Bugs item #2413067, was opened at 2008-12-10 04:59
Message generated for change (Comment added) made by bagder
You can respond by visiting:
https://sourceforge.net/tracker/?func=detail&atid=100976&aid=2413067&group_id=976
Please note that this message will contain a full copy of the comment thread,
including the initial issue submission, for this request,
not just the latest update.
Category: libcurl
Group: bad behaviour
Status: Open
Resolution: None
Priority: 5
Private: No
Submitted By: Phil Lisiecki (plisiecki)
Assigned to: Daniel Stenberg (bagder)
Summary: dns cache memory leak and TTL failure after failed conn
Initial Comment:
After a failed connection attempt, the DNS cache entry appears never to be unlocked. This results in a memory leak and an ever-increasing inuse count. And, since the cache entry can only ever be pruned when both the TTL (DNS_CACHE_TIMEOUT) is expired and inuse=0, the hostname will never be reresolved for the lifetime of that DNS cache.

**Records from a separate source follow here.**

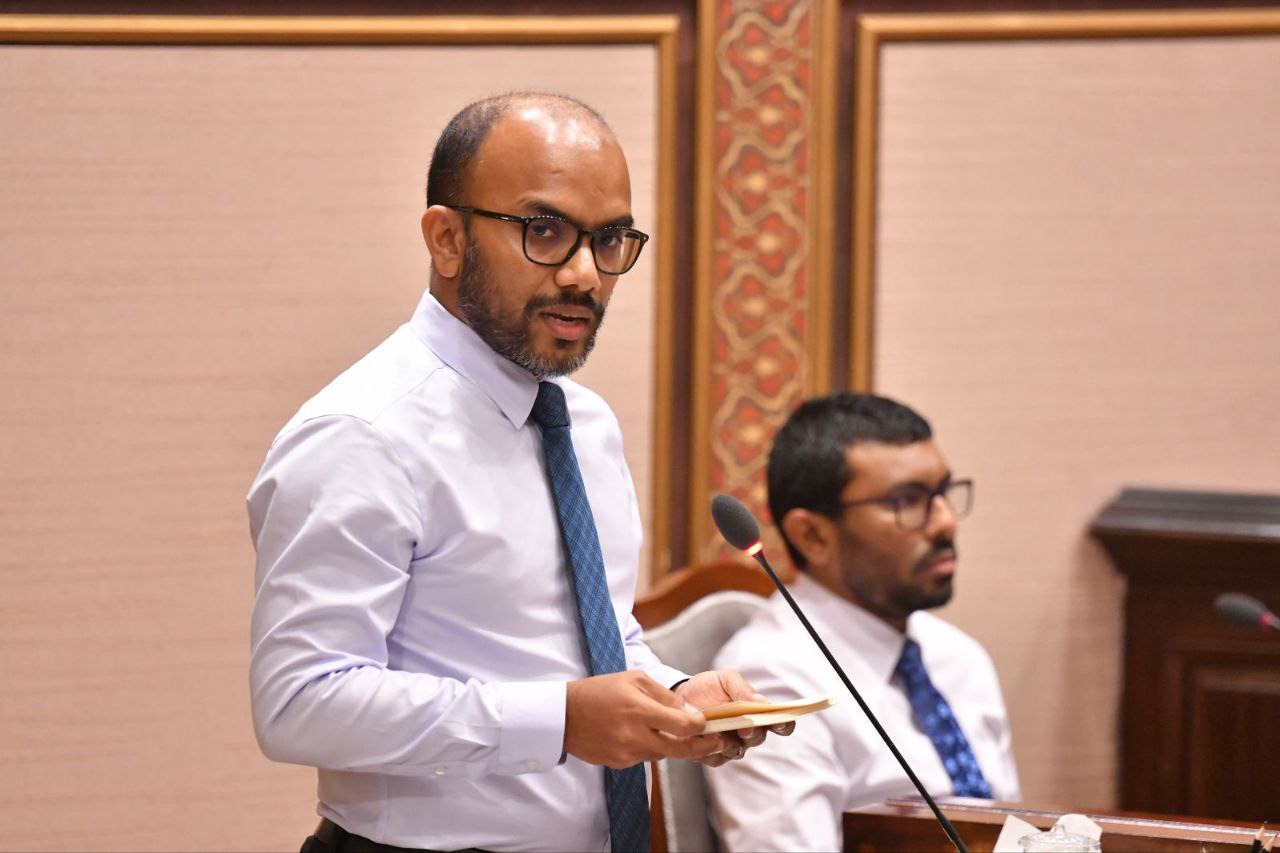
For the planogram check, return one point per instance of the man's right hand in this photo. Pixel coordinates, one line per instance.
(626, 717)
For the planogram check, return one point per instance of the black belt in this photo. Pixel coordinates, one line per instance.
(330, 838)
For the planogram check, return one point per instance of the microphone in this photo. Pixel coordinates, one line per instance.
(739, 528)
(1248, 611)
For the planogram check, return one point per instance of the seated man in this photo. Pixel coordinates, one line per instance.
(868, 510)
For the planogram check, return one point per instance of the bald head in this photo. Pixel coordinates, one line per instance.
(462, 137)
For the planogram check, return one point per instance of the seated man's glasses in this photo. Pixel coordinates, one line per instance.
(552, 240)
(914, 503)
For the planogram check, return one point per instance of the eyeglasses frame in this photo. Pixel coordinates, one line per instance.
(577, 243)
(941, 492)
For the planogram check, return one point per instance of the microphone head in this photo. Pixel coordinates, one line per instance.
(735, 521)
(1242, 610)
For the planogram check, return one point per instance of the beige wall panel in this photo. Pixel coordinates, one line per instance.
(195, 240)
(1077, 261)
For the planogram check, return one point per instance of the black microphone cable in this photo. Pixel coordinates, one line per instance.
(740, 529)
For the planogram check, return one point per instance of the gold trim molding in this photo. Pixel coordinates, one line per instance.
(876, 30)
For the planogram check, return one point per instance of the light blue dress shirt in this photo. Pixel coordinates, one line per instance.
(414, 626)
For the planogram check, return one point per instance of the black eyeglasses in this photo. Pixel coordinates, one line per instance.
(914, 503)
(551, 241)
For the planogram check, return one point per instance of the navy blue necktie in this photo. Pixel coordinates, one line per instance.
(935, 716)
(625, 789)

I have attached a simple program that demonstrates the problem. It takes a URL to download on the command line. Make sure the hostname resolves to an IP that just times out. If you change the hostname's resolution, libcurl continues trying to connect to the original IP forever (as observed by netstat, for example). Also, adding debug print to url.c shows the increasing "inuse" count.
My patch to solve this issue is included below, though you may prefer to solve the problem a different way. (I have only lightly tested the patch at this point.)
--- curl-7.19.2.orig/lib/url.c Tue Dec 9 23:10:34 2008
+++ curl-7.19.2/lib/url.c Wed Dec 10 03:16:48 2008
@@ -2699,6 +2699,7 @@ ConnectionStore(struct SessionHandle *da
static CURLcode ConnectPlease(struct SessionHandle *data,
struct connectdata *conn,
struct Curl_dns_entry *hostaddr,
+ bool *hostaddr_used,
bool *connected)
{
CURLcode result;
@@ -2721,6 +2722,12 @@ static CURLcode ConnectPlease(struct Ses
connected);
if(CURLE_OK == result) {
/* All is cool, then we store the current information */
+ if (conn->dns_entry != hostaddr) {
+ if (conn->dns_entry && !*hostaddr_used)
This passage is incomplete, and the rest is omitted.